Developers pay the one-time fee to the city for the construction of public facilities such as water and wastewater treatment needed to accommodate new growth.
“They can only be imposed and spent on capital projects that are necessitated and attributable to new development,” said Kim Foutz, director of the city’s Development Services.
The cost is determined by the size of the need. Currently, the impact fee to connect water and wastewater lines to a three-quarter-inch meter, a standard size for a single-family home, is $6,054.
That number will increase by 100 percent of the current rate to $12,108 on May 1, 2024. Exactly one year later, the fee will go up by 20 percent of the May 2024 rate to $14,529.60.
“We want to do right by the citizens,” Mayor Pro-tem Dee Haddock said. “We want to do right by the developers. We’re trying to split the baby, so to speak.”
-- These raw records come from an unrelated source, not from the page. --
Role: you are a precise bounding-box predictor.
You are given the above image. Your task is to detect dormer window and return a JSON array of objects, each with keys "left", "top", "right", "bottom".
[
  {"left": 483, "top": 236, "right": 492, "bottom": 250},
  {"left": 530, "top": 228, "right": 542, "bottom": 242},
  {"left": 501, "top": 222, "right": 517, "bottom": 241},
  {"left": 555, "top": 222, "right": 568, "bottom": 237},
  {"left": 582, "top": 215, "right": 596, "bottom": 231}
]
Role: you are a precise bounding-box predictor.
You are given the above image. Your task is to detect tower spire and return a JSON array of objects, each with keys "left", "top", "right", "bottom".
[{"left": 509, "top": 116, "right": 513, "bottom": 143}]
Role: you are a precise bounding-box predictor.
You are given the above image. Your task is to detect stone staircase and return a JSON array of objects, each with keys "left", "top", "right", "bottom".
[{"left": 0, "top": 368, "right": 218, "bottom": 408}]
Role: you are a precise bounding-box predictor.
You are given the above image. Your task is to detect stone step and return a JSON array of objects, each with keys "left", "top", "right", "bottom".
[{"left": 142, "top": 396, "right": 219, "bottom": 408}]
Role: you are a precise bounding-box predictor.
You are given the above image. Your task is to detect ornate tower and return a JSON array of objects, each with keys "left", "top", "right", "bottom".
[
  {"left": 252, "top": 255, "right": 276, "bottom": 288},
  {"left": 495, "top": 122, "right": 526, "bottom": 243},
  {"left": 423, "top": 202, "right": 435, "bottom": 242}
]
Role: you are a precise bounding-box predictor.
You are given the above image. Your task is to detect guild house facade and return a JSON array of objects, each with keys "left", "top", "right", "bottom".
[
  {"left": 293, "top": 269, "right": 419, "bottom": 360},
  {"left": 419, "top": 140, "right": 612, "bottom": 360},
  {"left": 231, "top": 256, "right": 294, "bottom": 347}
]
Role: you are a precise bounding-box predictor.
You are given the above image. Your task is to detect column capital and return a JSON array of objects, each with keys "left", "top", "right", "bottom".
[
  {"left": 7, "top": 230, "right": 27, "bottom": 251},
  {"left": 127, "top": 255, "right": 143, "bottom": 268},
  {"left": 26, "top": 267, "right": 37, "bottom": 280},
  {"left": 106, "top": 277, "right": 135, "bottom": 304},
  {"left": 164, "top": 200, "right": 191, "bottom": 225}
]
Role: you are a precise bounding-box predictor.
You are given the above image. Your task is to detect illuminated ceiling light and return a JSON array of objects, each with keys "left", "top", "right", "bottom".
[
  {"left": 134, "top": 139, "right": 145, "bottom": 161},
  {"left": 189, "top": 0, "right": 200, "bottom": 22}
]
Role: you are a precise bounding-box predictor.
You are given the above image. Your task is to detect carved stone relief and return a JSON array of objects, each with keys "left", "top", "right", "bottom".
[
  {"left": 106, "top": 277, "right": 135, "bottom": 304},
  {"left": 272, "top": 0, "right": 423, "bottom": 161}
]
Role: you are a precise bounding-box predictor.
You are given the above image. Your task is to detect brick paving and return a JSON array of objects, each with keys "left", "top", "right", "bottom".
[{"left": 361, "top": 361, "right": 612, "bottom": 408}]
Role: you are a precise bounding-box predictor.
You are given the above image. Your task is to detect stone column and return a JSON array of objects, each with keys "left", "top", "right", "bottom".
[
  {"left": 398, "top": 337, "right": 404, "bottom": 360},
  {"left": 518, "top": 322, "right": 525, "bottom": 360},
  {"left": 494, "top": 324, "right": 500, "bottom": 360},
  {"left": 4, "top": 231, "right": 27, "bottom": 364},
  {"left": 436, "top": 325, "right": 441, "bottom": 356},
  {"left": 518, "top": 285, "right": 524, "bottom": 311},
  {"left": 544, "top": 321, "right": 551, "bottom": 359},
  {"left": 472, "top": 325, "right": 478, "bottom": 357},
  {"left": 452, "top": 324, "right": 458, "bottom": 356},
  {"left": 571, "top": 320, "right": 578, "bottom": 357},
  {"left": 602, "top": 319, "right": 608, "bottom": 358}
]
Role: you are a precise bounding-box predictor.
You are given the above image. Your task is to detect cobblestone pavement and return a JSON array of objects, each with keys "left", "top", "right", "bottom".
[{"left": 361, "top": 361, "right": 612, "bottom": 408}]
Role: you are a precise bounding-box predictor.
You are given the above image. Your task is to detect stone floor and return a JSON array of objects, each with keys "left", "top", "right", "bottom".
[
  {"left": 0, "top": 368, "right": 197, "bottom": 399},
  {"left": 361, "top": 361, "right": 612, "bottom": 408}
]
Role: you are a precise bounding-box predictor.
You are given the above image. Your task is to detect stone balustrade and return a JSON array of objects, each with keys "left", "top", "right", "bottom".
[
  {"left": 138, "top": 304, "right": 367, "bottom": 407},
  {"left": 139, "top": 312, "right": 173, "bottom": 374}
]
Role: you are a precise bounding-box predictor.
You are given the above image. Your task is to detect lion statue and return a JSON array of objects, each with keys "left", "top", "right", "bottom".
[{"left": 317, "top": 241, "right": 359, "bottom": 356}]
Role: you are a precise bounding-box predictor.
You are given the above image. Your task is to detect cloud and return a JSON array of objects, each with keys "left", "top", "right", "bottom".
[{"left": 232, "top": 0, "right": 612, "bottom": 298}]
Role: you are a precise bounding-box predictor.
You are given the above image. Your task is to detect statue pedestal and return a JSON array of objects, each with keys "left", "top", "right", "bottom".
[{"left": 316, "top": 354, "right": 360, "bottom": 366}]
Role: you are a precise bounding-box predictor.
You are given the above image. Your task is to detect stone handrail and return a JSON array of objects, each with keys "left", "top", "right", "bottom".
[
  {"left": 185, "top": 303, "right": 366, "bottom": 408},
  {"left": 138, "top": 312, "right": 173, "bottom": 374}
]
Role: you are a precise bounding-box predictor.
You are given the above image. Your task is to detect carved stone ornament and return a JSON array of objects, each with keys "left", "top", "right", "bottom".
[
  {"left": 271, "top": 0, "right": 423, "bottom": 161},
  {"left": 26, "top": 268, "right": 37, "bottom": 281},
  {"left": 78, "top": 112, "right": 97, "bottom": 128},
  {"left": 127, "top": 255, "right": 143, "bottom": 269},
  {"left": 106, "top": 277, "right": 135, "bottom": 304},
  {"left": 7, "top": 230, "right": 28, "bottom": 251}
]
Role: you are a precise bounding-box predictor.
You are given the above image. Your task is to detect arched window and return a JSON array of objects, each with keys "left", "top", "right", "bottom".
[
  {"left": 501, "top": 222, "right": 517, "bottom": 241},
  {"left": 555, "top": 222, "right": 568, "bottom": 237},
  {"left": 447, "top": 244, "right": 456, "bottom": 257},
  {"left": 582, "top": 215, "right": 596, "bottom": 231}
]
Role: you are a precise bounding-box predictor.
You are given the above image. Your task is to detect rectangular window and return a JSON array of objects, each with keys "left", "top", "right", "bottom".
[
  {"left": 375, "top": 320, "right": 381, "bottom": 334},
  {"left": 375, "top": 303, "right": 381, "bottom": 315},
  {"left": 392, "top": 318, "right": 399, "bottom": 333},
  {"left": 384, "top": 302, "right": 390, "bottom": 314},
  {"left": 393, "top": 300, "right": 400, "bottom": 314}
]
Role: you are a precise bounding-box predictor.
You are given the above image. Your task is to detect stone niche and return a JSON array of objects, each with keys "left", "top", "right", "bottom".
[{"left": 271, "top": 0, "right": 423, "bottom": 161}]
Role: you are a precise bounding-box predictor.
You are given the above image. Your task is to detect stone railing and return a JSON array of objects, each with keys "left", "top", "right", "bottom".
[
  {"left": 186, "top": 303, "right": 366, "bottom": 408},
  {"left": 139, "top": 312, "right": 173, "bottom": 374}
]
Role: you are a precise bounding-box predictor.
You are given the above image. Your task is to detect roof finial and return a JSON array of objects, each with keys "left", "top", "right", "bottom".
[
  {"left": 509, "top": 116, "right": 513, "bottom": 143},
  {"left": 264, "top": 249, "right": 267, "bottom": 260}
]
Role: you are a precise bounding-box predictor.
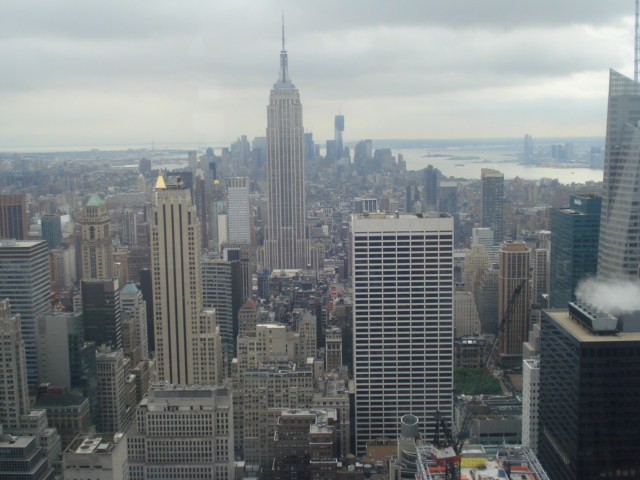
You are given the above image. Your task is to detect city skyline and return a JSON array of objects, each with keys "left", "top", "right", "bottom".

Officials based their decision on an impact fee study by engineering firm Miller Gray and financial consultant Wildan. The study used a flat, 7-percent growth rate inside Marble Falls city limits to predict future infrastructure needs. Based on that rate, the city will have over 15,000 residents by 2033, which is more than double its current population of 7,227.
“Some might think (the growth rate) is aggressive; some might think it’s not enough,” Miller Gray representative Sam Shorter told the council at its Nov. 7 meeting. “We heard detailed presentations that looked at the number of master-planned communities and large developments around the city and the ETJ (extra-territorial jurisdiction), and that was the growth rate that was selected.”
Councilor Bryan Walker tried to delay the decision by making a motion to move the item to a future meeting, citing fears that Marble Falls was mirroring its rate after cities that have already experienced much higher growth rates, including Hutto, Kyle, and New Braunfels.
“I feel like this would be us jumping the gun to try to put ourselves in a pot that we’re not quite in yet,” he said.
Councilor Griff Morris seconded the motion, but it failed 2-4 with Rhodes, Haddock, and councilors Lauren Haltom and Karlee Cauble voting against it.
“We’ve been looking at this for 17 or 18 months,” Haddock said. “It’s time to make a decision.”
A back-and-forth negotiation between Haddock and Haltom resulted in a compromise from the dais to increase the rate across an 18-month timetable as opposed to upping the fees in a swift, one-time increase.
“I think a stepped approach has some wisdom,” Rhodes said. “It allows time for projects to get in and done.”
Councilor Craig Magerkurth was absent from the meeting.